E este espaço se abre pelo rompimento de padrões, que,
mais uma vez, se expressam na moda: a imagem da mulher na nossa sociedade
é calcada em cima do seguinte tripé: ela é virgem,
mãe ou prostituta. Então a mulher é socializada
no sentido de ser (inclusive se vestir) de maneira bastante atraente
para despertar a atenção, o desejo do homem - mas com
cuidado, para não parecer prostituta. Fica um jogo de equilíbrio
entre os extremos, que é difícil.
E o homem também é enquadrado em determinados símbolos.

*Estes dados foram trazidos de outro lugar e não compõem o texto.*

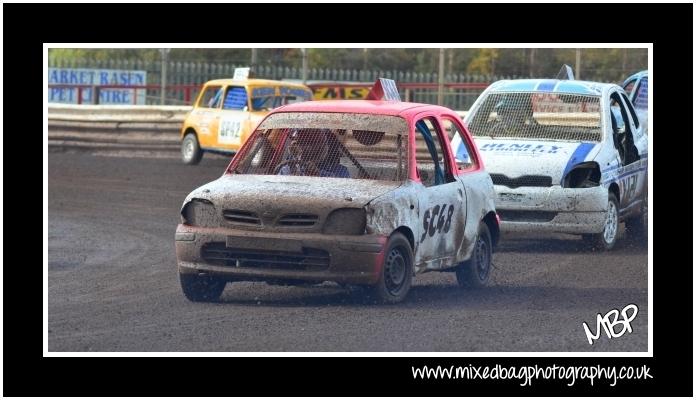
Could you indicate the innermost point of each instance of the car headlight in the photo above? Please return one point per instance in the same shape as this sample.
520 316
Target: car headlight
583 175
200 212
345 221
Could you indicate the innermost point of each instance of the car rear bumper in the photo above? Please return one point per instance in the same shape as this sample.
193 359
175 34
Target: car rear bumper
254 255
552 209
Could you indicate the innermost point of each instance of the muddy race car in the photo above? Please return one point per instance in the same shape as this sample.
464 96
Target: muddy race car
565 156
355 192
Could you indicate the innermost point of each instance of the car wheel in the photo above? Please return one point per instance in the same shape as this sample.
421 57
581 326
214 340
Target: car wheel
607 238
397 271
191 153
476 271
637 227
201 288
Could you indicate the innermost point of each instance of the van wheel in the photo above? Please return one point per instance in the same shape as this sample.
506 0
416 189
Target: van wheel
397 271
607 239
476 271
201 288
191 153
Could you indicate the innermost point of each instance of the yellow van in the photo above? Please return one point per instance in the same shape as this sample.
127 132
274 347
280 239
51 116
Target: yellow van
227 111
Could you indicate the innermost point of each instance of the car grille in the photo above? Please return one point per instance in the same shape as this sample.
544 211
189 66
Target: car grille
309 259
241 217
298 220
526 216
525 180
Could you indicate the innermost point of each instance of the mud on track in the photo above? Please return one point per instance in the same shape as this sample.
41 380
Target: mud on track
113 285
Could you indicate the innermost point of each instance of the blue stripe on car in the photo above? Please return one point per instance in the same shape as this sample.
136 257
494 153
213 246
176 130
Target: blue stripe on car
577 157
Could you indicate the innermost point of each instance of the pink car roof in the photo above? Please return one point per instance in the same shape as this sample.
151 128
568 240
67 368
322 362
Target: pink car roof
363 107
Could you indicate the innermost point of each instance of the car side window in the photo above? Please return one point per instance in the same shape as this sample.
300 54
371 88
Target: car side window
621 131
636 123
235 98
430 164
629 86
461 148
640 100
211 97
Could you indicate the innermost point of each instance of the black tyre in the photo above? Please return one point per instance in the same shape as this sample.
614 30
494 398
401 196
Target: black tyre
476 271
607 238
637 227
201 288
191 152
397 271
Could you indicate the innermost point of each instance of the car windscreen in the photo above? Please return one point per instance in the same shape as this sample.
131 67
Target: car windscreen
536 115
266 98
338 145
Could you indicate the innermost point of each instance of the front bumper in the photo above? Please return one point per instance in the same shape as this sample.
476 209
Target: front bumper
553 209
279 256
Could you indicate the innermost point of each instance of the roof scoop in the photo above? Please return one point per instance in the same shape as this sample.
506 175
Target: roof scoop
384 89
566 73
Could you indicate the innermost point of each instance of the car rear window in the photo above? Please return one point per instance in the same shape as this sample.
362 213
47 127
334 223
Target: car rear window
337 145
534 115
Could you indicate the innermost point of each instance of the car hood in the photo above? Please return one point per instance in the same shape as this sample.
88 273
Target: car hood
519 157
290 193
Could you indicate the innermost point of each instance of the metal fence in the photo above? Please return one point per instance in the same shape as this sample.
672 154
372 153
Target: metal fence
183 74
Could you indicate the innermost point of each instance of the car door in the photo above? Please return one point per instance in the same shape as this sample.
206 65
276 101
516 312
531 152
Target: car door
234 116
206 114
631 150
441 202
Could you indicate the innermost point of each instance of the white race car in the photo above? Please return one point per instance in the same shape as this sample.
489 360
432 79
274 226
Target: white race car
565 156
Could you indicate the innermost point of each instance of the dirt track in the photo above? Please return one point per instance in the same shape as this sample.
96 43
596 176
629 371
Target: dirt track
113 284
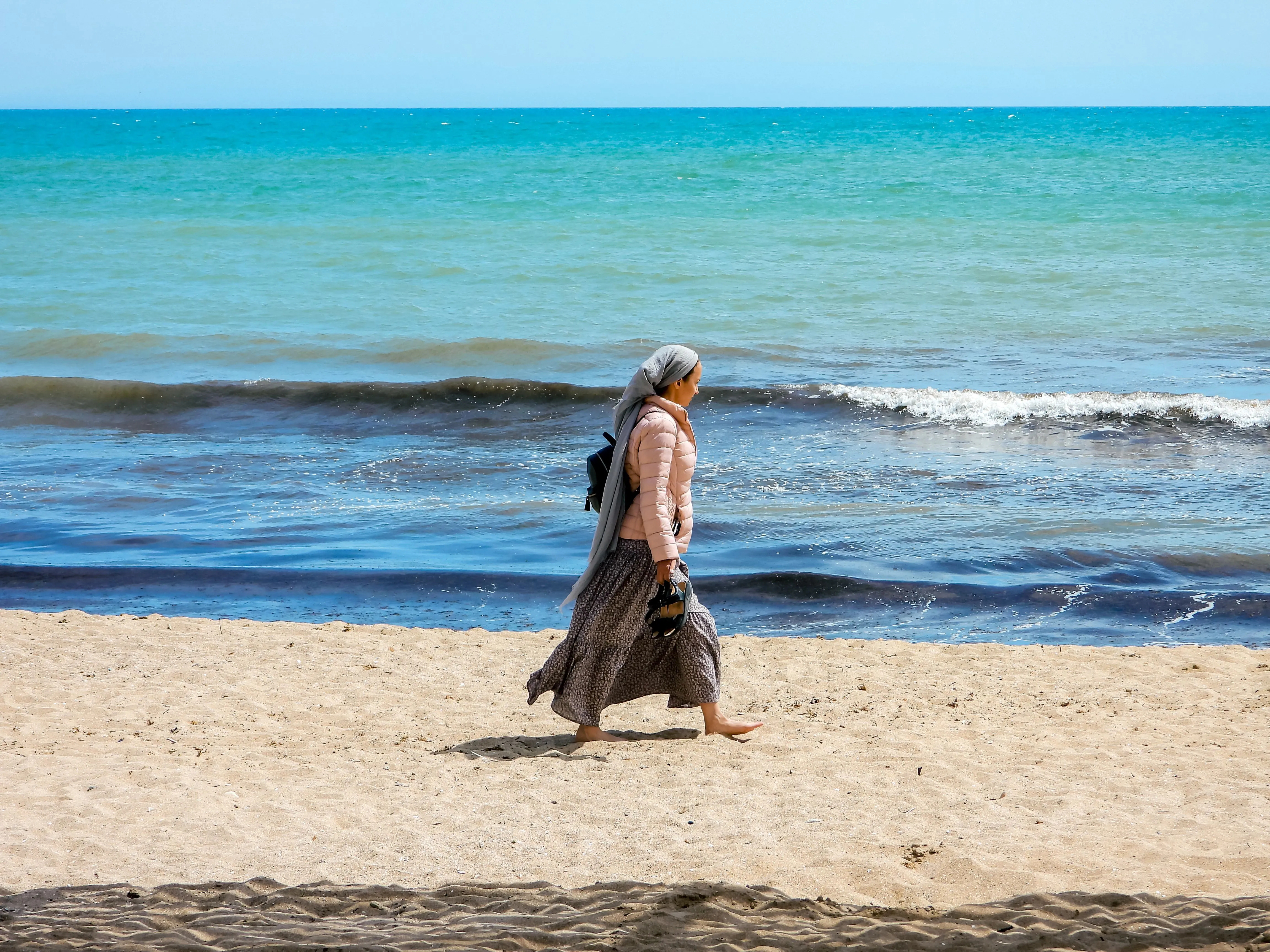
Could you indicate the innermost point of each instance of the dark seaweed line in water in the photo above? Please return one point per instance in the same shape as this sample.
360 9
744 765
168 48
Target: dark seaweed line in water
125 397
803 592
618 916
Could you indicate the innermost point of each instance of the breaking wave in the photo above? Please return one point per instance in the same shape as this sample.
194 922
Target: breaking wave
999 408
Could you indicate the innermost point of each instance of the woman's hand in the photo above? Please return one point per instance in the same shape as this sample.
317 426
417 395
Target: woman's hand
665 568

Quando se fala em liberação, trata-se justamente de
romper estes moldes. De mostrar que o ser humano é contraditório
e que comporta várias formas, que pode se preocupar com seu
corpo, e que pode abrir mão desta preocupação.
FOLHETIM - Se esta liberação está em processo,
você identificaria na moda alguma coisa que a mostrasse?
JACQUELINE - Sapato de mulher eu acho muito interessante. A moda
dos sapatos baixos é alguma coisa que simboliza que a mulher
está se movimentando, que ela não está imobilizada
pelos saltos altíssimos. Na China, um dos atos da revolução
foi liberar o pé das mulheres (na China tradicional, as chinesas
usavam sapatos muito apertados, que impediam o pé de crescer).
Quer dizer, a mulher hoje não está necessariamente imobilizada
por sapatos que dificultam seu movimento. E a mesma mulher que uma
hora está de alpargatas pode em outro momento usar salto vinte.
Mas a idéia de que o salto baixo já não é
deselegante me parece um símbolo de que a mulher hoje já
se concebe como alguém que anda, que se movimenta. Já
não é como as heroínas das histórias infantis,
imobilizadas como a Branca de Neve e a Bela Adormecida.